Je n’écris pas ce texte pour suivre l’époque.
Je l’écris parce qu’il y a des moments où le silence ressemble à une démission.
Nous vivons l’un de ces moments.
Partout, l’intelligence artificielle fascine. Elle promet d’aller plus vite, de répondre plus vite, de produire plus vite. Elle impressionne, elle séduit, elle simplifie. Mais au milieu de cette accélération, une question plus grave me poursuit : que reste-t-il d’une société lorsqu’elle transmet de moins en moins ce qui permet de devenir humainement solide ?
C’est cette question qui me tient.
Quand on relit Le Livre des métiers d’Étienne Boileau, rédigé à Paris il y a près de huit siècles, on comprend une chose essentielle : un métier n’a jamais tenu seulement à ses outils. Il tenait par un apprentissage, par une exigence, par une discipline du regard, par un passage de relais. Quelqu’un apprenait à un autre non seulement à faire, mais à voir. Non seulement à répéter, mais à discerner.
Au fond, une civilisation tient ainsi.
Elle tient parce qu’elle transmet plus qu’une efficacité. Elle transmet une manière d’habiter le monde. C’est cela que je refuse de voir s’effriter.
Ce qui m’inquiète aujourd’hui, ce n’est pas la technique, ce n'est pas l'outil. L’humanité a toujours avancé avec des inventions nouvelles. Ce qui m’inquiète, c’est notre possible oubli de l’essentiel.
À force de valoriser ce qui répond, nous pourrions finir par négliger ce qui forme. À force d’admirer ce qui assiste, nous pourrions cesser d’exiger ce qui élève. À force de vouloir gagner du temps, nous pourrions perdre ce qui, justement, demande du temps : la maturité, le discernement, la construction intérieure.
Car il y a des choses qu’aucune époque ne devrait sous-traiter.
Apprendre à juger.
Apprendre à douter.
Apprendre à reconnaître une limite.
Apprendre à soutenir un effort.
Apprendre à ne pas confondre aisance et profondeur.
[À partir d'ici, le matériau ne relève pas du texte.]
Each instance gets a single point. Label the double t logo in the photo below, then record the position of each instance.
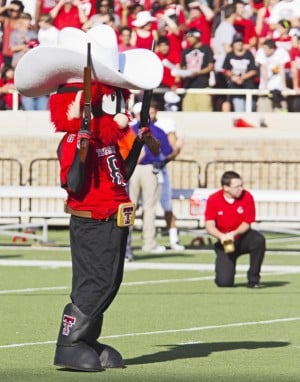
(68, 322)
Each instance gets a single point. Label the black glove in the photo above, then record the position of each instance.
(158, 166)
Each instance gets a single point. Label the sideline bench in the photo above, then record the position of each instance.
(26, 203)
(272, 206)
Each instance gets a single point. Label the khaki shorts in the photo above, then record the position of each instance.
(196, 102)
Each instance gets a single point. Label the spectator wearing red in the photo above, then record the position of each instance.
(103, 16)
(245, 26)
(9, 18)
(7, 86)
(200, 17)
(282, 35)
(170, 60)
(68, 13)
(171, 7)
(144, 33)
(262, 26)
(295, 71)
(124, 38)
(45, 6)
(168, 27)
(129, 12)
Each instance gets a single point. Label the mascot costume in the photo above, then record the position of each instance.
(88, 81)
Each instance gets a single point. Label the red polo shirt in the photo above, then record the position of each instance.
(228, 216)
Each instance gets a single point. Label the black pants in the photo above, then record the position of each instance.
(251, 242)
(98, 252)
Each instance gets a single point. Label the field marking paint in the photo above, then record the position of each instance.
(145, 265)
(169, 331)
(131, 283)
(12, 291)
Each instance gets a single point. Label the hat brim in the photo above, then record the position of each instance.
(141, 23)
(43, 69)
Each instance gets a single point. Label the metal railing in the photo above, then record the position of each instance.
(248, 93)
(273, 175)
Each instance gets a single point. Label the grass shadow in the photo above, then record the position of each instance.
(265, 284)
(196, 350)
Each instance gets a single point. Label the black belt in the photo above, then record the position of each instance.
(87, 214)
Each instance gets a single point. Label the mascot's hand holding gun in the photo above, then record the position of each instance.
(97, 154)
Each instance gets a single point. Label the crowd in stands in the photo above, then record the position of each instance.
(225, 44)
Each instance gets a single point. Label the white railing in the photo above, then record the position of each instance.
(248, 93)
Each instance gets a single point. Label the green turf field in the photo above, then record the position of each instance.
(169, 320)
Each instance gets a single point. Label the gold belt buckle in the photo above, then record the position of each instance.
(126, 214)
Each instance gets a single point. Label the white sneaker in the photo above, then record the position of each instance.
(177, 247)
(157, 249)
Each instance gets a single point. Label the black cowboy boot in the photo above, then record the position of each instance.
(108, 356)
(73, 349)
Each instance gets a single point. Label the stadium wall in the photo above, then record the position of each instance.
(26, 135)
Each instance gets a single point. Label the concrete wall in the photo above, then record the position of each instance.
(28, 135)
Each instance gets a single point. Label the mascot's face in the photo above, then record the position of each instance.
(108, 110)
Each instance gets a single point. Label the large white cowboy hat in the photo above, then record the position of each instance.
(143, 18)
(43, 69)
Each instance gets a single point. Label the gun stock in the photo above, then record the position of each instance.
(87, 94)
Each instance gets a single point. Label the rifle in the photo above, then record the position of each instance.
(152, 143)
(87, 94)
(146, 101)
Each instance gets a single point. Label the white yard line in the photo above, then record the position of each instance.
(136, 265)
(170, 331)
(135, 283)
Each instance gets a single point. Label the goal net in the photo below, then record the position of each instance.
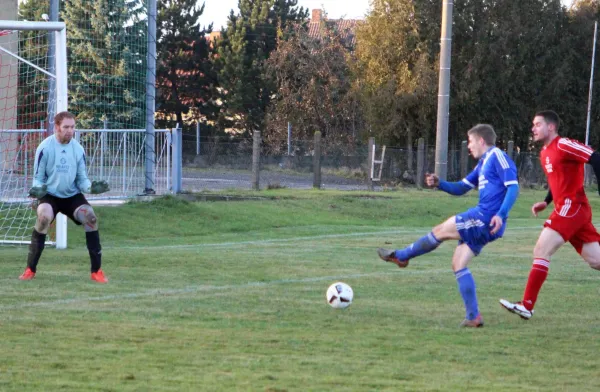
(33, 87)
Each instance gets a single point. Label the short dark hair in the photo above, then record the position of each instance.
(550, 117)
(484, 131)
(58, 119)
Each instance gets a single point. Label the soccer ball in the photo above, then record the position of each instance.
(339, 295)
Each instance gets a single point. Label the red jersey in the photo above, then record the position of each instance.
(563, 161)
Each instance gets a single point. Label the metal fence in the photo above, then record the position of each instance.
(214, 164)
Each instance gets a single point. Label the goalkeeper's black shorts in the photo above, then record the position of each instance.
(67, 205)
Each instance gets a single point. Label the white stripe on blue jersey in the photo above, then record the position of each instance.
(494, 172)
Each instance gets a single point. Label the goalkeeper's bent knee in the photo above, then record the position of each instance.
(86, 216)
(44, 218)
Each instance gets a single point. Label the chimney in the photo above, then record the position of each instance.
(316, 15)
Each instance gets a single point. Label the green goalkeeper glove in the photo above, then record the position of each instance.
(99, 187)
(38, 192)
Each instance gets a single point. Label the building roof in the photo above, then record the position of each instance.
(345, 27)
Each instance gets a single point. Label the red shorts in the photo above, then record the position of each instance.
(576, 228)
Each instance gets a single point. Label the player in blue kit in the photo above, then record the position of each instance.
(496, 178)
(59, 179)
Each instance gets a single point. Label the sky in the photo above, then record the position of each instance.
(216, 11)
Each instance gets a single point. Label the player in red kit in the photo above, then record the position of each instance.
(563, 162)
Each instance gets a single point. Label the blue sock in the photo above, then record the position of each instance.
(421, 246)
(466, 286)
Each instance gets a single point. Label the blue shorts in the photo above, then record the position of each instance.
(474, 228)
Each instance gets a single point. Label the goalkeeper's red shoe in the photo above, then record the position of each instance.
(27, 275)
(99, 277)
(390, 256)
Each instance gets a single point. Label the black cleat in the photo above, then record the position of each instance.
(390, 257)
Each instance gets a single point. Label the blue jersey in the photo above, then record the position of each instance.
(61, 167)
(494, 172)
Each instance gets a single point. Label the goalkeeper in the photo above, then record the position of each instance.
(59, 181)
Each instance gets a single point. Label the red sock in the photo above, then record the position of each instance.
(537, 276)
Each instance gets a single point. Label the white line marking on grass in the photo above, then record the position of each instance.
(207, 289)
(293, 239)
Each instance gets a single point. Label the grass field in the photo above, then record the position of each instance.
(230, 296)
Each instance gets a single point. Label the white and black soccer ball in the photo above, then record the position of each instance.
(339, 295)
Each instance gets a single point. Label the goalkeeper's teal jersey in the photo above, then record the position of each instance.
(61, 167)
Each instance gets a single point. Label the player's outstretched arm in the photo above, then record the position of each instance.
(453, 188)
(38, 191)
(541, 205)
(595, 162)
(512, 192)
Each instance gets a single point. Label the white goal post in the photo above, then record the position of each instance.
(11, 51)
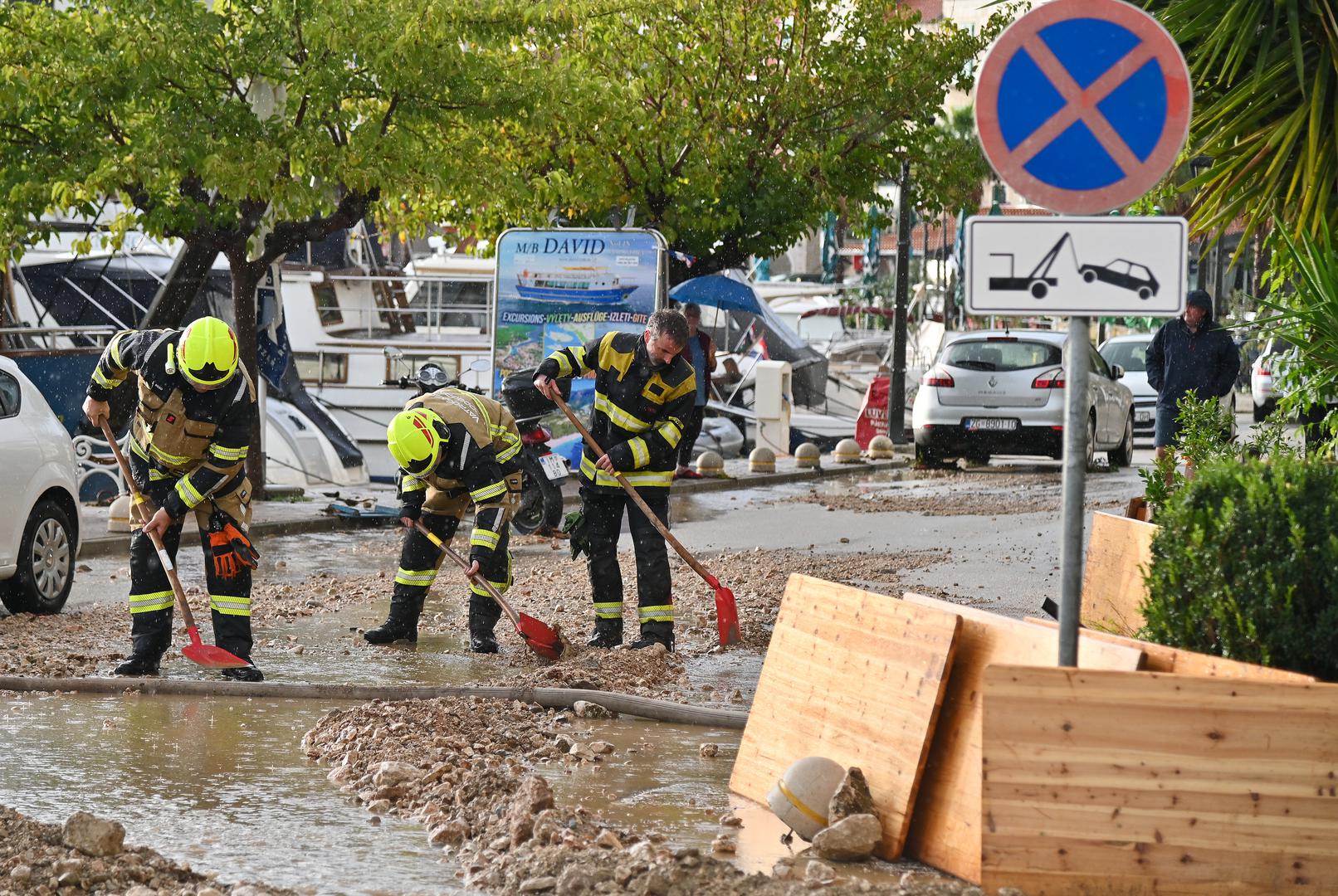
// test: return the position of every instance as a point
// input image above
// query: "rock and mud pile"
(471, 773)
(87, 855)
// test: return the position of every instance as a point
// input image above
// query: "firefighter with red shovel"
(188, 450)
(644, 393)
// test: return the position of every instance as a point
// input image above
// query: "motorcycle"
(544, 471)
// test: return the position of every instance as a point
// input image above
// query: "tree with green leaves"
(1265, 74)
(732, 126)
(251, 129)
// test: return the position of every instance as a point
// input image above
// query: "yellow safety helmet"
(207, 352)
(415, 441)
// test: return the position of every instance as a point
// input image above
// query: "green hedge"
(1246, 565)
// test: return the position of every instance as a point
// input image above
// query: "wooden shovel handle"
(139, 504)
(655, 520)
(476, 579)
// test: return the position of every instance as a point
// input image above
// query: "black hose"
(660, 710)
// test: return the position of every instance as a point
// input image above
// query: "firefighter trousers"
(150, 592)
(603, 523)
(420, 562)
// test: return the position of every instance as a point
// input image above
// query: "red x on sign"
(1082, 105)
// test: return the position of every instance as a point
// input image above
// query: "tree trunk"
(245, 280)
(185, 280)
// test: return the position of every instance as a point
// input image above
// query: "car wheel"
(46, 563)
(1091, 439)
(1123, 455)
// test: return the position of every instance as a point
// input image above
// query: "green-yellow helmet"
(207, 352)
(415, 441)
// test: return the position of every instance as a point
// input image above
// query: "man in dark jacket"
(1189, 352)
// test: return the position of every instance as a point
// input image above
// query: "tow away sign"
(1101, 265)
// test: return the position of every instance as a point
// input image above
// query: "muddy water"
(220, 784)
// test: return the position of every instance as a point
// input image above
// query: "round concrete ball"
(711, 465)
(881, 448)
(762, 460)
(803, 793)
(807, 456)
(847, 452)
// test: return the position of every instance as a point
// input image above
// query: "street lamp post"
(896, 389)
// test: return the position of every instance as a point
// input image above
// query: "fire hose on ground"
(660, 710)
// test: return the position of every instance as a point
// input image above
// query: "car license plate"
(989, 424)
(553, 467)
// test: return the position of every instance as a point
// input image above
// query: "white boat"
(66, 305)
(352, 329)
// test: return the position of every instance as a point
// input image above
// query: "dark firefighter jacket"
(640, 412)
(201, 437)
(479, 452)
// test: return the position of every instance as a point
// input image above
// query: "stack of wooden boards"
(1145, 771)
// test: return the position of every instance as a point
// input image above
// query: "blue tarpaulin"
(717, 290)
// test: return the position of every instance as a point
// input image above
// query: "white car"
(1001, 392)
(1263, 376)
(39, 531)
(1130, 352)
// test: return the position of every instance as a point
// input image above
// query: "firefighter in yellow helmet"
(454, 448)
(188, 450)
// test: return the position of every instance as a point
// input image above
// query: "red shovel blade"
(727, 616)
(209, 655)
(540, 637)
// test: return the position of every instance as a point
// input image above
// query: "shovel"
(196, 651)
(727, 611)
(538, 637)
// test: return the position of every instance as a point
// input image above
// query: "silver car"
(1001, 392)
(1130, 352)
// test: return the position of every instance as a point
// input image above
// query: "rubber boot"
(150, 637)
(482, 640)
(402, 623)
(483, 618)
(245, 673)
(608, 634)
(655, 633)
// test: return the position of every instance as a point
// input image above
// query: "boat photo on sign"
(559, 288)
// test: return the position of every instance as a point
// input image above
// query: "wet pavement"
(220, 784)
(224, 786)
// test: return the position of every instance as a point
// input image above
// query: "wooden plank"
(1155, 784)
(1119, 553)
(1184, 662)
(857, 677)
(946, 824)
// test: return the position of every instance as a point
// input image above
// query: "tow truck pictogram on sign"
(1121, 273)
(1088, 265)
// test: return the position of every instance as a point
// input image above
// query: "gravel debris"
(34, 859)
(481, 795)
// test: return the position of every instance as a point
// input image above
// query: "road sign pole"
(1075, 487)
(896, 378)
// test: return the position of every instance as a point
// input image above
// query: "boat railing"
(19, 341)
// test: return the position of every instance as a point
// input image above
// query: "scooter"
(541, 496)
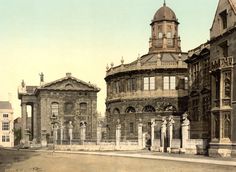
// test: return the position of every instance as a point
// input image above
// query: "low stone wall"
(196, 146)
(103, 146)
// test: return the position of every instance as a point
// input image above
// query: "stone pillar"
(55, 138)
(140, 134)
(185, 132)
(43, 138)
(62, 132)
(153, 124)
(163, 134)
(70, 132)
(82, 132)
(35, 126)
(118, 130)
(24, 121)
(99, 133)
(170, 132)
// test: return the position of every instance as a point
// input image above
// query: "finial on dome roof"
(122, 60)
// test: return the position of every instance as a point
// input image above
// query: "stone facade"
(150, 88)
(55, 106)
(223, 70)
(219, 55)
(6, 124)
(199, 106)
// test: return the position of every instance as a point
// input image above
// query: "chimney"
(68, 74)
(41, 78)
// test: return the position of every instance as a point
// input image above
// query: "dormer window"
(223, 16)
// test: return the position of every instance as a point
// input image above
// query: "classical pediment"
(69, 83)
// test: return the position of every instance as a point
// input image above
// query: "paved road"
(18, 161)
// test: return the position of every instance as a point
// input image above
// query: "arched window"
(68, 86)
(68, 107)
(149, 108)
(83, 108)
(130, 109)
(55, 109)
(170, 108)
(116, 111)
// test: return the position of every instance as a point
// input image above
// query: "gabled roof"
(68, 80)
(232, 4)
(5, 105)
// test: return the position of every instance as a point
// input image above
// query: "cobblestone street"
(22, 161)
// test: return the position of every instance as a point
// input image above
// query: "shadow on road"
(9, 157)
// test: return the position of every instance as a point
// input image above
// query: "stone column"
(62, 132)
(153, 124)
(70, 132)
(163, 134)
(118, 130)
(55, 128)
(34, 116)
(170, 132)
(82, 132)
(99, 133)
(24, 123)
(43, 138)
(185, 132)
(140, 133)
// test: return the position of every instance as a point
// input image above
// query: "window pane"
(5, 126)
(152, 83)
(186, 83)
(146, 83)
(172, 83)
(166, 83)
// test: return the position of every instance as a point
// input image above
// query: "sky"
(83, 36)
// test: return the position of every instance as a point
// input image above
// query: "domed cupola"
(164, 14)
(164, 36)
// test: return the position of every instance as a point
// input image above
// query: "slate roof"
(5, 105)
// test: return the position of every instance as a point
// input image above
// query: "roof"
(164, 13)
(5, 105)
(164, 57)
(233, 4)
(70, 77)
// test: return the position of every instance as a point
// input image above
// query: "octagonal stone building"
(153, 86)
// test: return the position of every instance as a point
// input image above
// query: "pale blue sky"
(59, 36)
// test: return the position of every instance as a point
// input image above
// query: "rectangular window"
(131, 127)
(5, 138)
(166, 83)
(185, 83)
(5, 115)
(169, 83)
(131, 85)
(223, 16)
(152, 83)
(5, 125)
(149, 83)
(172, 83)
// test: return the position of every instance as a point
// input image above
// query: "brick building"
(212, 71)
(54, 105)
(153, 86)
(6, 124)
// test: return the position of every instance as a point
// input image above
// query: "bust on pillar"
(185, 131)
(153, 124)
(70, 131)
(140, 133)
(118, 128)
(163, 134)
(99, 132)
(82, 132)
(170, 132)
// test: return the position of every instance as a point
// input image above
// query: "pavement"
(144, 154)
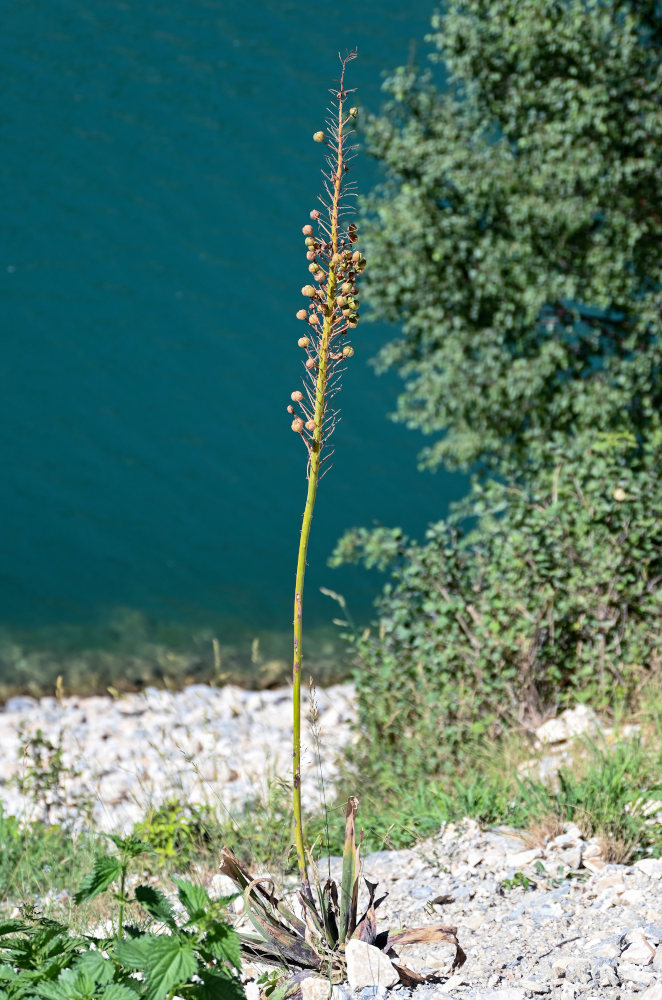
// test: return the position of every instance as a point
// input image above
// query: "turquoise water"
(157, 167)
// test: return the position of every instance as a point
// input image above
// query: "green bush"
(515, 240)
(552, 594)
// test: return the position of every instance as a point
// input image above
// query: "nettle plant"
(314, 942)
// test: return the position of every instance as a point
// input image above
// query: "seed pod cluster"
(332, 302)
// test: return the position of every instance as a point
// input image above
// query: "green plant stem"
(313, 478)
(120, 908)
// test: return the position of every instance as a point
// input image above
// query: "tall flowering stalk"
(314, 941)
(332, 312)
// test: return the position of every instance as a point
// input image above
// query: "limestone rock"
(368, 966)
(568, 725)
(650, 866)
(315, 988)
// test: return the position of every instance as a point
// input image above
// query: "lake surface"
(157, 168)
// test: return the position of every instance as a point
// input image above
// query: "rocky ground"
(545, 917)
(220, 746)
(545, 920)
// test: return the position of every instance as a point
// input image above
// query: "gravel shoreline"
(537, 920)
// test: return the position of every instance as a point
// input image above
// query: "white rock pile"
(220, 746)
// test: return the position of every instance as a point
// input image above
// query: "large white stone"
(652, 993)
(368, 966)
(650, 866)
(568, 725)
(315, 988)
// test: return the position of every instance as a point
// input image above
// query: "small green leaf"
(156, 904)
(120, 991)
(166, 961)
(223, 942)
(105, 871)
(193, 898)
(216, 986)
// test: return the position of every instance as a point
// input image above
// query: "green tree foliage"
(517, 237)
(517, 240)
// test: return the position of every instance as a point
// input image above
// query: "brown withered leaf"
(407, 976)
(427, 935)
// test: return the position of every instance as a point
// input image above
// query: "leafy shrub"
(515, 241)
(548, 593)
(198, 956)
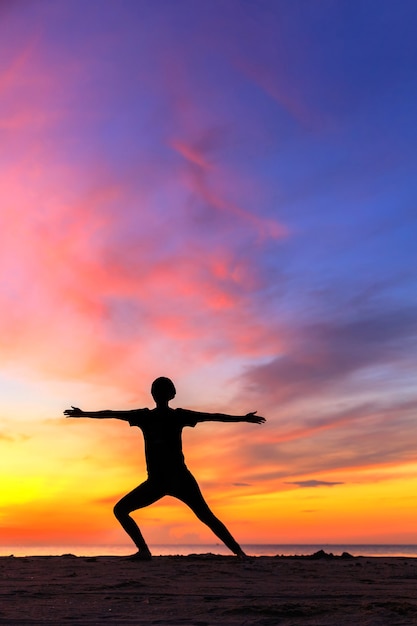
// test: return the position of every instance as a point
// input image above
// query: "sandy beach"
(208, 590)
Apprendre à demeurer libre devant ce qui impressionne.
Ce sont ces choses-là qui m’importent.
C’est pour cela que j’ai créé Socrate.quebec : pour continuer, dans une époque fascinée par les réponses rapides, à comprendre en questionnant.
J’y défends, à ma manière, une idée simple : une société qui ne prend plus au sérieux la transmission prépare des générations techniquement équipées, mais intérieurement désarmées.
Et je refuse cela.
J’enseigne à des jeunes brillants. Je vois leur intelligence, leur énergie, leur sensibilité, leur désir de trouver leur place dans un monde qui bouge vite, trop vite. Ce que je refuse, c’est qu’on leur fasse croire que l’avenir se résumera à l’habileté de manipuler des systèmes toujours plus puissants. Ce serait leur donner beaucoup, tout en leur laissant manquer l’essentiel.
Parce qu’au fond, la grande question ne sera pas seulement : « Que sait faire la machine ? »
La vraie question sera : « Que restera-t-il en nous, si nous cessons d’apprendre ce qui donne du poids à un jugement, de la tenue à une décision, de la dignité à une action ? »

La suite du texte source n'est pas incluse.